Spielberg himself has stated that his intention with the new version of E.T. is not to change the story of the film in any way, but just to produce the film that he would have liked to have produced in 1982. Now I have no problem with this. If he was forced to cut a sequence because the technology of the time would not let him realise it realistically and he wants to re-instate this sequence then that is fine, providing that it is done properly.
Several changes have been made to this film, many of which are completely unnoticeable. These invisible changes should be applauded. They are unobtrusive, however when brought to the attention they do add a dimension to the film that might be seen to have been previously lacking. However there are other moments in the film when the changes that have been made are glaringly obvious.
Everybody knows that this film was made in the 1980s.

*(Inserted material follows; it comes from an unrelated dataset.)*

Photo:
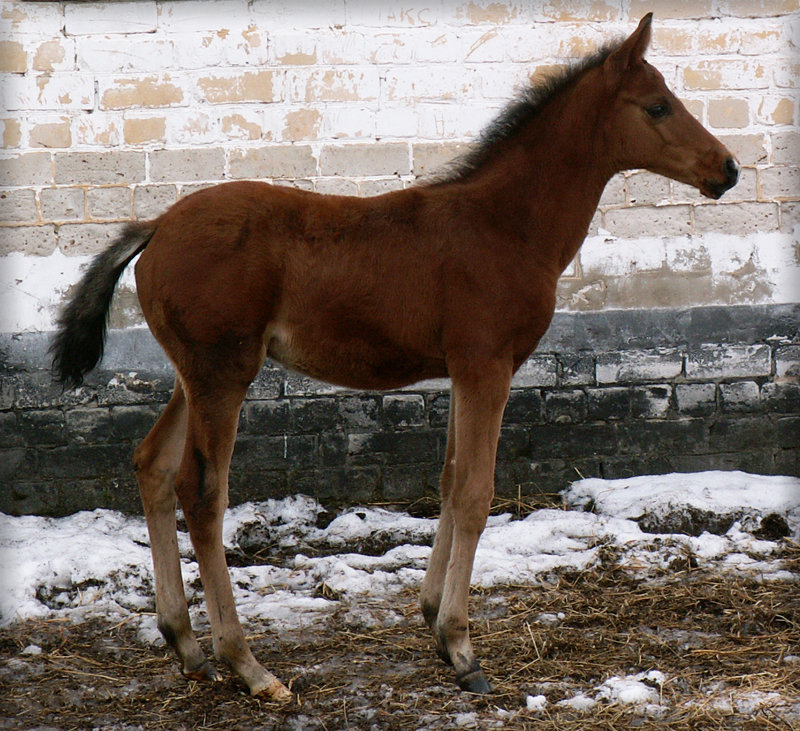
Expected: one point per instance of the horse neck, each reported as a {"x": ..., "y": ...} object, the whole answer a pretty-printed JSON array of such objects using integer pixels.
[{"x": 549, "y": 181}]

Therefore any effects that obviously date from a later period are jarring. This can be seen in the sequence when E.T. creates a 3D model of the solar system in the bedroom and also in the newly re-instated sequences. Spielberg wanted to add subtelties to the creature's face in order to display more emotion than was possible in 1982. The intertion was to not produce any effects that made the audience realise that they were not watching the original film. The problem is that it frequently does.
The story is the same. As far as I can see there are only two new scenes (others exist but Spielberg was going to remove these at the time of the original), and these do not effect the plot in any way. However some of the CGI changes did draw attention to themselves. E.T. was never supposed to look like a man in a suit, but now he looks like a computer generated image. At least before this version you knew something was there.

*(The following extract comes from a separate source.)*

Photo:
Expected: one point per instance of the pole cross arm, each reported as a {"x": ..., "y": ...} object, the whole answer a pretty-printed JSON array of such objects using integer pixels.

This brings up the debate of remastering and re-issuing. I agree with Spielberg. If the director wanted something that may have been impossible at the time then a new version is acceptable, as long as it complies with the original viewing experience. If at any point the viewer notices that something has changed then the update has failed. Using Star Wars as an example, correcting the light sabres is appropriate, replacing Sebastian Shaw with Hayden Christensen is not as it instantly becomes a different film.
Clearly the three Star Wars films released on DVD and video recently are not the same films that were released from 1977 onwards. There is no problem with this as long as the originals are still available, which they are not. Similarly with E.T., Spielberg has attempted to update the film to do things that he could not do in 1982. The film, in his mind, is the same. However the moment that I realised that I was watching a different film to that which I was used to seeing demonstrated that this update had failed.
Anybody new to the film will obviously not see any problems and will, hopefully enjoy it as much as I, and many other people, did during the 80s, however, everytime I come to watch the DVD from now on I can't help but be made aware of the fact that although it looks almost exactly the same, this is not the same film that I am used to. Rather than ehancing the magic Spielberg has, unfortunately, managed to reduce the magic because everytime I see something that is different it pulls me out of the film and as a result continually makes the film appear to be a fiction and therefore unbelievable. As a result the film falls flat, which is a shame because it is one of the greatest childrens' films ever.